According to the Washington Post, there will be only 12 U.S. senators who have been in active duty in the Congress. During the Cold War, 70 percent of the U.S. Congress were veterans, and in 1977, 80 percent had been in active duty.
The Post highlights some research suggesting why it might matter for policy making:
— On issues that concern the use of force and the acceptance of casualties, the opinions of veterans track more closely with those of active military officers than with civilians.
— The U.S. initiates fewer military disputes when there are more veterans in the U.S. political elite (the cabinet and the Congress).
— The U.S. uses more force in the disputes it initiates when there are more veterans in the U.S. political elite.

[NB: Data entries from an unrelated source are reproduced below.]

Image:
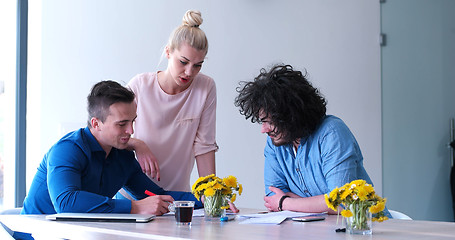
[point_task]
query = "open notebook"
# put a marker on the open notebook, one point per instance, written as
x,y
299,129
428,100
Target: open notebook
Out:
x,y
101,217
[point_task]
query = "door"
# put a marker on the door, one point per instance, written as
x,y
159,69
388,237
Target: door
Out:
x,y
418,100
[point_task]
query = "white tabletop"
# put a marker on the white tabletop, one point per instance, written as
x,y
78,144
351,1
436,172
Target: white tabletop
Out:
x,y
164,227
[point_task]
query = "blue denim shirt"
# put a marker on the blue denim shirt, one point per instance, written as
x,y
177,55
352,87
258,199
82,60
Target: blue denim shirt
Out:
x,y
327,159
76,176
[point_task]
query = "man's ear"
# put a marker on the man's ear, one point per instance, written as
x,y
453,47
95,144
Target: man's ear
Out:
x,y
95,123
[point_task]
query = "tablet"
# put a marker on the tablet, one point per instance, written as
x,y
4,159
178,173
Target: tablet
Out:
x,y
101,217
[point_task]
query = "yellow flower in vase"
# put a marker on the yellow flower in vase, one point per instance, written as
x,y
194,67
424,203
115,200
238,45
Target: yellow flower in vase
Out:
x,y
217,193
358,200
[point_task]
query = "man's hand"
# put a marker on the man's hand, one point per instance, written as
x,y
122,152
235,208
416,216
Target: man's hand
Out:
x,y
146,159
272,202
157,205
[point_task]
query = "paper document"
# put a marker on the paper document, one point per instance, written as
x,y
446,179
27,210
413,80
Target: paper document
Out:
x,y
272,217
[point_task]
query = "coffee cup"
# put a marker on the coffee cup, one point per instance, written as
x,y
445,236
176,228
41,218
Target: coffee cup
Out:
x,y
183,211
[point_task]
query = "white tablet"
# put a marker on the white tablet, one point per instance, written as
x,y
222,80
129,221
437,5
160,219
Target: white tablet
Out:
x,y
101,217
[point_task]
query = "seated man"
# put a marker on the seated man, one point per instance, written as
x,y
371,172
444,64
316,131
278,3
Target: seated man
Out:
x,y
308,153
87,167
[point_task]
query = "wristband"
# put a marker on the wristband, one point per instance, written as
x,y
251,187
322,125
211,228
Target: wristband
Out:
x,y
280,204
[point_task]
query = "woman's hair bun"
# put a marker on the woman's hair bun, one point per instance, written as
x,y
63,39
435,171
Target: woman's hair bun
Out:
x,y
192,18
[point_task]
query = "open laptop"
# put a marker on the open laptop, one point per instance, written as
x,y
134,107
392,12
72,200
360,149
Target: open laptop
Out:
x,y
101,217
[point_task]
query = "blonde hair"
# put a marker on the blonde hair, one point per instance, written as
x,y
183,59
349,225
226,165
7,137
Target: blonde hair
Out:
x,y
190,33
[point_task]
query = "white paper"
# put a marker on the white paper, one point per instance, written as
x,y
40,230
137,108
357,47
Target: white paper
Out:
x,y
273,217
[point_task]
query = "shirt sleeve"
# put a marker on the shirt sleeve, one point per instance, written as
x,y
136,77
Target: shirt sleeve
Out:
x,y
273,172
341,156
66,162
205,135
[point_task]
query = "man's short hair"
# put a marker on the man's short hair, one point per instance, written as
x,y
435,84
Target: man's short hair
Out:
x,y
103,95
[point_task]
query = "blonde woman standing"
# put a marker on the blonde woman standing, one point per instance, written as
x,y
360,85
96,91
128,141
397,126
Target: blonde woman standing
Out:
x,y
175,125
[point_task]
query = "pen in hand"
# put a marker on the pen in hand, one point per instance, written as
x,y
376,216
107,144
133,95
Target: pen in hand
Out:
x,y
149,193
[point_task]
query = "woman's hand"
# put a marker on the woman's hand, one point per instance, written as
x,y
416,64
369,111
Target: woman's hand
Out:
x,y
146,159
272,202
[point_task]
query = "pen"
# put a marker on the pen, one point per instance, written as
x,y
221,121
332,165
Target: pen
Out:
x,y
149,193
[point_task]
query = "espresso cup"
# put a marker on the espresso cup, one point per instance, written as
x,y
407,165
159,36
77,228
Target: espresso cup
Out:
x,y
183,211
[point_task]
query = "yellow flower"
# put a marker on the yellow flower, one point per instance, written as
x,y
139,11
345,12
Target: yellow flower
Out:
x,y
346,213
345,194
357,196
234,196
226,191
329,204
358,182
362,193
218,186
209,192
333,194
369,188
201,188
212,185
230,181
380,219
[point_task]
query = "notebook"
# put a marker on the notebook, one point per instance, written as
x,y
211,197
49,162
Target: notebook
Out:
x,y
101,217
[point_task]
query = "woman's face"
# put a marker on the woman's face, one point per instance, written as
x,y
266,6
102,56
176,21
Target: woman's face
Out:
x,y
184,64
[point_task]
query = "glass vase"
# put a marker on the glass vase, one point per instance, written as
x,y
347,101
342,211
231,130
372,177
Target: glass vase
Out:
x,y
213,206
361,220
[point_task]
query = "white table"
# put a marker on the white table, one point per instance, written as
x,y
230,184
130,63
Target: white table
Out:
x,y
164,227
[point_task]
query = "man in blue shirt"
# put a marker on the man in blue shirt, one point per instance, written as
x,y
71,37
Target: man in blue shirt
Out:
x,y
87,167
308,153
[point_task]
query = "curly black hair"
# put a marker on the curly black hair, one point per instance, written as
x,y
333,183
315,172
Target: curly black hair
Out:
x,y
285,96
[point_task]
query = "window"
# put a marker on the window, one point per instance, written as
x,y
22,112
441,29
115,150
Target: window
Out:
x,y
8,15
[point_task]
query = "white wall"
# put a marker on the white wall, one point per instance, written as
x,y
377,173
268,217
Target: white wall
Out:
x,y
86,41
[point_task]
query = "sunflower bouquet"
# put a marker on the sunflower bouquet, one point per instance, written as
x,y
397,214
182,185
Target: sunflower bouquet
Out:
x,y
217,192
359,201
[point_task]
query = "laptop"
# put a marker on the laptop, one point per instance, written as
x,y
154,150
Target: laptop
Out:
x,y
101,217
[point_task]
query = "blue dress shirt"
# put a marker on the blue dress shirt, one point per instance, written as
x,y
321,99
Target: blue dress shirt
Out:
x,y
328,158
76,176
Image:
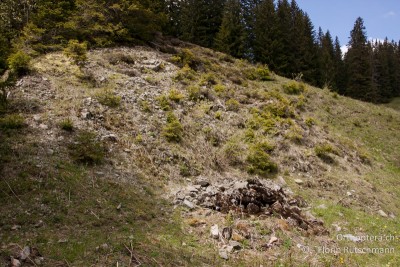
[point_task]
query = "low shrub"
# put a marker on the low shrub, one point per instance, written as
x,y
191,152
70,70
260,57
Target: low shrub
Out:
x,y
19,63
324,152
67,125
232,105
175,95
194,92
86,149
173,130
10,122
294,88
164,103
260,163
76,51
108,98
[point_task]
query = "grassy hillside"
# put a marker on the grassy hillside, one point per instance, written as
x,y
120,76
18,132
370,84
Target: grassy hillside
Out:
x,y
92,156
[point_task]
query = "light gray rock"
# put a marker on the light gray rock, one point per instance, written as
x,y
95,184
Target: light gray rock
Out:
x,y
382,213
214,231
223,254
188,204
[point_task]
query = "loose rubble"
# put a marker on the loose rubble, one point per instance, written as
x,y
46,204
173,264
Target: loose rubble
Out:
x,y
252,197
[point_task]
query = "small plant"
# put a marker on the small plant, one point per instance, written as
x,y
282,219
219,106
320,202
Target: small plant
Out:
x,y
151,80
218,115
324,151
173,130
67,125
175,95
164,103
194,93
310,122
108,98
19,63
232,105
86,149
220,89
295,134
10,122
260,163
208,79
76,51
294,88
259,73
185,74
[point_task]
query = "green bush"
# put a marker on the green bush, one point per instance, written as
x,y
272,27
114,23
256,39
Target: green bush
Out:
x,y
19,62
175,95
259,73
164,103
324,151
260,163
294,88
76,51
108,98
10,122
232,105
86,149
173,130
194,93
67,125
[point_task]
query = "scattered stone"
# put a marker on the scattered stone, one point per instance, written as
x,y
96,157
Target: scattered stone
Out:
x,y
382,213
337,227
43,126
351,237
25,253
15,227
237,237
15,263
188,204
299,181
39,224
110,137
203,183
253,208
214,231
227,233
223,254
235,245
36,117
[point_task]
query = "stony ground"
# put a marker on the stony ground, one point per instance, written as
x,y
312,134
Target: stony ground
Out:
x,y
205,158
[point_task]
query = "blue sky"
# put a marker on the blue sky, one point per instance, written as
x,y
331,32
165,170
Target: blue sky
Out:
x,y
381,17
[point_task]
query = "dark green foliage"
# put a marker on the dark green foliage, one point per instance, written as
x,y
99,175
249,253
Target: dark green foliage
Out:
x,y
294,88
11,122
67,125
259,162
173,130
76,51
231,36
86,149
358,65
19,63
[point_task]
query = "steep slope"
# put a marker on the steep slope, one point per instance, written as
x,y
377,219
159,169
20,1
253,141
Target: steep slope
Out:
x,y
168,122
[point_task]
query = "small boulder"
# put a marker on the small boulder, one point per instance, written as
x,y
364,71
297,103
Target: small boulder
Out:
x,y
214,231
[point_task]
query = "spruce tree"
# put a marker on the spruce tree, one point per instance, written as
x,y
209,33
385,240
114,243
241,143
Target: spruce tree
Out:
x,y
358,65
231,36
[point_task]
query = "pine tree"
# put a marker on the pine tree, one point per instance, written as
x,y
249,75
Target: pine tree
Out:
x,y
231,36
200,21
339,79
265,45
358,65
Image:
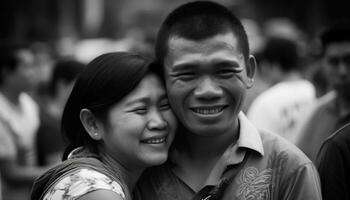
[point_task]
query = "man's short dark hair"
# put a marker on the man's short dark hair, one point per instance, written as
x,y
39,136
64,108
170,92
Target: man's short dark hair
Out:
x,y
197,21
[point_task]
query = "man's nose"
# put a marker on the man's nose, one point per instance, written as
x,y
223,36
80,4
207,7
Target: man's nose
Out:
x,y
208,89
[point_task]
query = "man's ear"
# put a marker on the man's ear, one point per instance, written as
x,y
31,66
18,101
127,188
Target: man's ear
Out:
x,y
91,124
250,67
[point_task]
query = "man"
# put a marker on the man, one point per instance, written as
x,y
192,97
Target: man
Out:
x,y
333,164
218,153
333,109
280,108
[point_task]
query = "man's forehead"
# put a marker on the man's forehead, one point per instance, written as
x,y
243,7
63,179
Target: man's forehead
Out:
x,y
217,42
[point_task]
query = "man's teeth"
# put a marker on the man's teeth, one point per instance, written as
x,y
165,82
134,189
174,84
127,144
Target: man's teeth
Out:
x,y
208,111
155,141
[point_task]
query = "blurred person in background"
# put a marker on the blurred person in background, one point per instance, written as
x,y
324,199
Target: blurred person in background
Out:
x,y
332,110
19,121
49,142
217,153
280,108
333,164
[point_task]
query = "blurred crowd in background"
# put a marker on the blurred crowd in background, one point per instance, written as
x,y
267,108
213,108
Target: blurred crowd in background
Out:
x,y
53,41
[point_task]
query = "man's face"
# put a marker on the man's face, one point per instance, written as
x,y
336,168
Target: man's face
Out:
x,y
206,82
337,66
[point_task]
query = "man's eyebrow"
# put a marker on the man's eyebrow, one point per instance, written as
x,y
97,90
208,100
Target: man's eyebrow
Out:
x,y
144,99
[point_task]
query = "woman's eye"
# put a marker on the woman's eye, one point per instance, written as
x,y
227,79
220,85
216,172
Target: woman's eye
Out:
x,y
229,72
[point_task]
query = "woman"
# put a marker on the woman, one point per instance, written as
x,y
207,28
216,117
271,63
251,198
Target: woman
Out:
x,y
118,122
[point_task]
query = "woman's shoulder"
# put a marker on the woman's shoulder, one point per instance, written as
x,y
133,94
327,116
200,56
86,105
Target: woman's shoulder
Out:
x,y
81,181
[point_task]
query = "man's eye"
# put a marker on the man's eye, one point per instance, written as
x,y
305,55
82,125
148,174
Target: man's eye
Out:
x,y
164,106
186,76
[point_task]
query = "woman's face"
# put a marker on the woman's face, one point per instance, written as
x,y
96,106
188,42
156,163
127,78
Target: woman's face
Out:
x,y
141,127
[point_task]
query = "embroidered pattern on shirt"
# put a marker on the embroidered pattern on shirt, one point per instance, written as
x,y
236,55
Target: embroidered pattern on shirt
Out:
x,y
254,185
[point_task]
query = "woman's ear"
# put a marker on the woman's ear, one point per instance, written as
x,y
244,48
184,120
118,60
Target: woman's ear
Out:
x,y
91,124
250,67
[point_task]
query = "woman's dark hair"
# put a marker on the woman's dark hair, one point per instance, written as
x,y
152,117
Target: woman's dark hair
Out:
x,y
104,81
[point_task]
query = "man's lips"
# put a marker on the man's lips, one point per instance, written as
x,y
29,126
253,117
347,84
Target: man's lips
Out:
x,y
208,110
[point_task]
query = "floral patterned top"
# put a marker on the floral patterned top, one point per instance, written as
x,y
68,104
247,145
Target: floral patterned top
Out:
x,y
80,182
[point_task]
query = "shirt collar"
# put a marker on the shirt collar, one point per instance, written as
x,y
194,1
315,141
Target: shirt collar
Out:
x,y
249,136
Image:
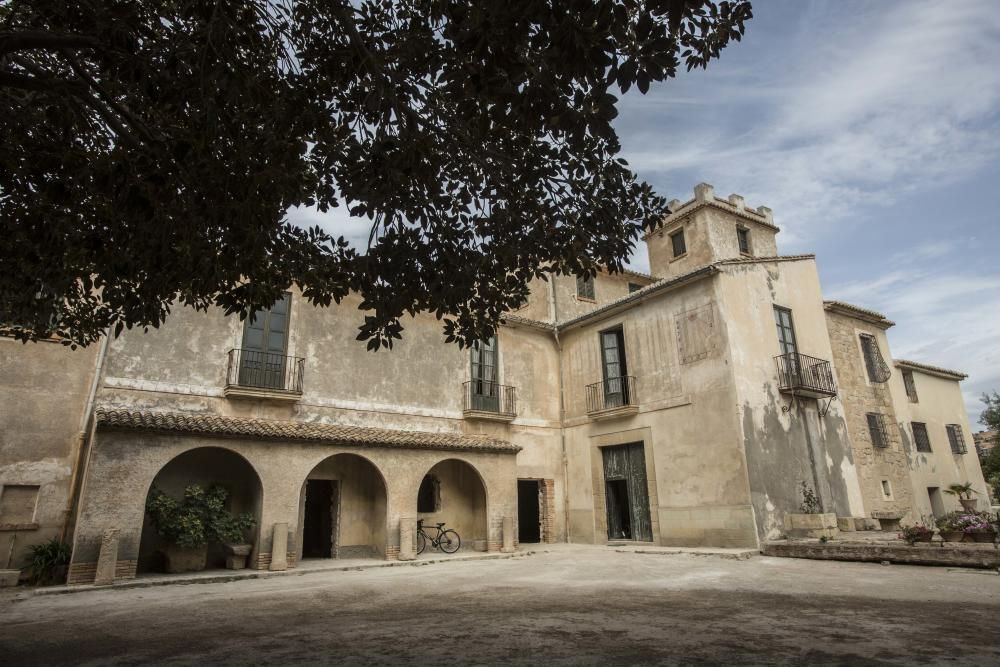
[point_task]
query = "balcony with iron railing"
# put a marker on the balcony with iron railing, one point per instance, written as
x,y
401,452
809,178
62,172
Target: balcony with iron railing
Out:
x,y
802,375
612,397
256,374
484,399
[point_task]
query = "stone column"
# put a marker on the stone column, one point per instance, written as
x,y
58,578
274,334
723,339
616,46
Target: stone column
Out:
x,y
508,535
407,536
279,547
107,560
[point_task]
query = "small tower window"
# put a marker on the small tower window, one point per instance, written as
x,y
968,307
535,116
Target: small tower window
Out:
x,y
677,244
743,237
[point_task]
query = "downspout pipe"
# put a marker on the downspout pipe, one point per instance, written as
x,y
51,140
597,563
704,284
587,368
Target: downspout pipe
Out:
x,y
83,441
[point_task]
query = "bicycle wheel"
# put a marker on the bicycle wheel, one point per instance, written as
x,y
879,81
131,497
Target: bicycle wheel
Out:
x,y
421,543
449,542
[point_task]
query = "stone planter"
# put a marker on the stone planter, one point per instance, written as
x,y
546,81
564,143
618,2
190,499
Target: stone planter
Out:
x,y
177,559
811,525
236,555
968,504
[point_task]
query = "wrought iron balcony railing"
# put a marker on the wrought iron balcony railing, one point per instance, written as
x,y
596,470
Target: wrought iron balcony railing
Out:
x,y
490,397
805,376
611,393
264,371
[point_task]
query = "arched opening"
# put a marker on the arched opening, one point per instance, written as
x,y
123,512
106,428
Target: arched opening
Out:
x,y
205,467
342,510
455,493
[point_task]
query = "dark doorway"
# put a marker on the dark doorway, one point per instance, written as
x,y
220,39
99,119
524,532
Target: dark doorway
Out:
x,y
529,530
318,528
627,493
619,515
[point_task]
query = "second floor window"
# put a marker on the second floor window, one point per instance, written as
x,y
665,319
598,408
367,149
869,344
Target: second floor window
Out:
x,y
911,386
743,238
876,430
920,437
677,244
262,360
485,394
615,368
956,439
786,332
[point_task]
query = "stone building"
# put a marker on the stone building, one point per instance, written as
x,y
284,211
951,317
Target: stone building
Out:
x,y
687,407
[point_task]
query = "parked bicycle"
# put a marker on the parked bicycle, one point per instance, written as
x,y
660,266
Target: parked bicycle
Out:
x,y
447,540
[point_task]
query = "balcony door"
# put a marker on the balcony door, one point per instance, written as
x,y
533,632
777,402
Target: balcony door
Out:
x,y
263,358
615,368
485,392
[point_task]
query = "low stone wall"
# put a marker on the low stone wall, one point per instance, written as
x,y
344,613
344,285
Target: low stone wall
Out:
x,y
953,555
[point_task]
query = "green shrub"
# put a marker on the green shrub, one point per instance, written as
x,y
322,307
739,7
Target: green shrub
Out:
x,y
45,558
198,518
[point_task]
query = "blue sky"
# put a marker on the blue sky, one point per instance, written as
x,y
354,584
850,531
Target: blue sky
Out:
x,y
872,130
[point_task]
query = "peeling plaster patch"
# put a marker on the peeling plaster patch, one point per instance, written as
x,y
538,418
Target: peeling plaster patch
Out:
x,y
41,472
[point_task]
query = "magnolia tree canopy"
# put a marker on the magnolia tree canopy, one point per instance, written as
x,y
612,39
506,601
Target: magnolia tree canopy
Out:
x,y
152,151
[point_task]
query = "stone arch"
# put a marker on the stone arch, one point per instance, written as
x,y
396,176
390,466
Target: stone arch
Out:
x,y
343,499
205,466
464,501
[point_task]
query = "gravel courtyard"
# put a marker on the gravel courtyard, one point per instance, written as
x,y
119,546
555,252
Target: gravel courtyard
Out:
x,y
569,605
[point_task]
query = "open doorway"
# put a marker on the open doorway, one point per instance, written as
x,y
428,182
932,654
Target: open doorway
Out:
x,y
529,523
626,493
319,528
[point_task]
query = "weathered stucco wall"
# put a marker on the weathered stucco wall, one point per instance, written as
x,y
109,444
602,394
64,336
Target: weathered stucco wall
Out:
x,y
685,419
42,397
859,396
784,449
125,463
940,403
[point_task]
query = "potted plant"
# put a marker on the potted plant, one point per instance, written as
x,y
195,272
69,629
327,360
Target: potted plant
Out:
x,y
189,524
951,527
49,562
964,493
232,532
916,533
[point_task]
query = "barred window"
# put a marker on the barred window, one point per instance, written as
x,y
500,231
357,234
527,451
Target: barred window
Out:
x,y
743,236
920,437
911,386
956,439
677,243
876,429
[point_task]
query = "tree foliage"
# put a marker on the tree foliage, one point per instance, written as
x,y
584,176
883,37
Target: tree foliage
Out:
x,y
152,151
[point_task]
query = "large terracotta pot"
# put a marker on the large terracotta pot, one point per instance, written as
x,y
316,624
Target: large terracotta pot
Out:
x,y
178,559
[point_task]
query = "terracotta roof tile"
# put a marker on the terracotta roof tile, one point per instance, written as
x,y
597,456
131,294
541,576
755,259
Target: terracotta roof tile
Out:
x,y
267,429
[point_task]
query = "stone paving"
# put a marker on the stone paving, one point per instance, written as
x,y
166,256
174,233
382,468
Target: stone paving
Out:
x,y
567,605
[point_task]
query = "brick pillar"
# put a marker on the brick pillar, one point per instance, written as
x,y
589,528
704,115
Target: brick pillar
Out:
x,y
508,535
407,538
107,560
279,547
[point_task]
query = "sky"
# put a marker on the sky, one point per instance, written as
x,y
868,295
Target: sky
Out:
x,y
872,129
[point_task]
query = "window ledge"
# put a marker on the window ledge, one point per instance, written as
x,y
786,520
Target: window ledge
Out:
x,y
233,391
11,527
486,415
613,413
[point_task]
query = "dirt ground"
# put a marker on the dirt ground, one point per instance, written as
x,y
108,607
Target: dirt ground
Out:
x,y
571,605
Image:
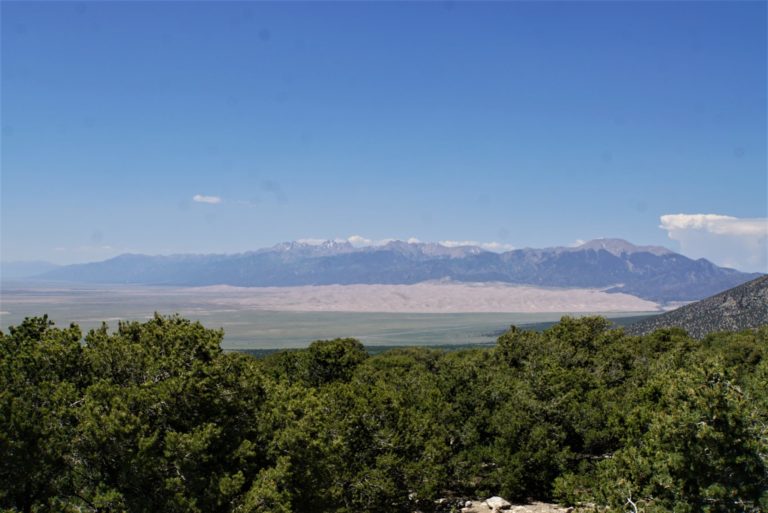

— Veterans are less likely to accept U.S. casualties for interventionist uses of force than for “realpolitik” uses of force.
I’ve been told that Sullivan has been reticent to turn his military service into a campaign issue. If true, it’s understandable and if he’s doing it in fear of staining the honor of his uniform, then it’s even admirable. But there’s a fine line between being admirable and being lofty. Politics is its own war and it’s one fought in the mud. If Sullivan is truly hungry to be senator for the right reasons, like those vets, then he’ll get down from his perch with the rest of the pile and use whatever he has to fight.
Or he can continue to go to fancy D.C. fundraisers and send out plans and policy initiatives that nobody reads.
CLARIFICATION: The text has been changed to reflect that the campaign said that the release was sent earlier that day.